A ação foi impetrada após a cliente não conseguir adentrar a agência com o carrinho pela porta giratória, que é muito estreita, em agosto do ano passado. Os seguranças do banco se recusaram a abrir a entrada lateral e a mulher teve que deixar o carrinho na sala de atendimento e levar o filho, de menos de um ano, no colo, até um caixa, no primeiro andar, para efetuar o pagamento de uma fatura do cartão de crédito. O banco foi condenado também por não proporcionar atendimento presencial no piso térreo.

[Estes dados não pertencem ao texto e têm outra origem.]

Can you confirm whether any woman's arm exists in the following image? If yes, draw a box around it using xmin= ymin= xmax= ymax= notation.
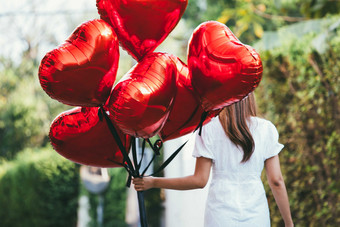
xmin=133 ymin=157 xmax=212 ymax=191
xmin=265 ymin=155 xmax=294 ymax=227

"Eu não poderia ser privada de entrar com o carrinho e o banco tem que oferecer outras alternativas para garantir a segurança, como o uso de detector de metais móveis, por exemplo. É inadmissível não ter caixas no térreo, como os cadeirantes, os idosos serão atendidos se tiverem que subir escadas?", questiona a cliente, que é advogada.
O juiz Marco Vinicíus Schiebel relatou no acórdão que a vítima sofreu abalo moral e constrangimento em virtude do travamento da porta giratória. "O serviço prestado pela instituição financeira foi desidioso e imprudente, e em total desconformidade com a legislação...não disponibilizando meio alternativo para que a autora adentrasse ao recinto", descreveu. Ele lembrou também que uma lei estadual garante atendimento prioritário para pessoas acompanhadas de crianças de colo, como garantia de lugar privilegiado em filas, guichês personalizados e facilidades de acesso.
A mulher considerou justo o valor da indenização, já que enfrentou situações semelhantes em outros bancos e sempre conseguiu acesso pela entrada lateral. "Aquela agência tinha poucas condições de atender as exigências de atendimento e mobilidade, por isso talvez tenha sido fechada." Recentemente a agência da Avenida Bandeirantes foi transferida para um outro imóvel na mesma via.
O Banco do Brasil, através da assessoria de imprensa, informou que lamenta o ocorrido, que este não é o procedimento padrão de atendimento e que medidas cabíveis já foram tomadas à época do ocorrido.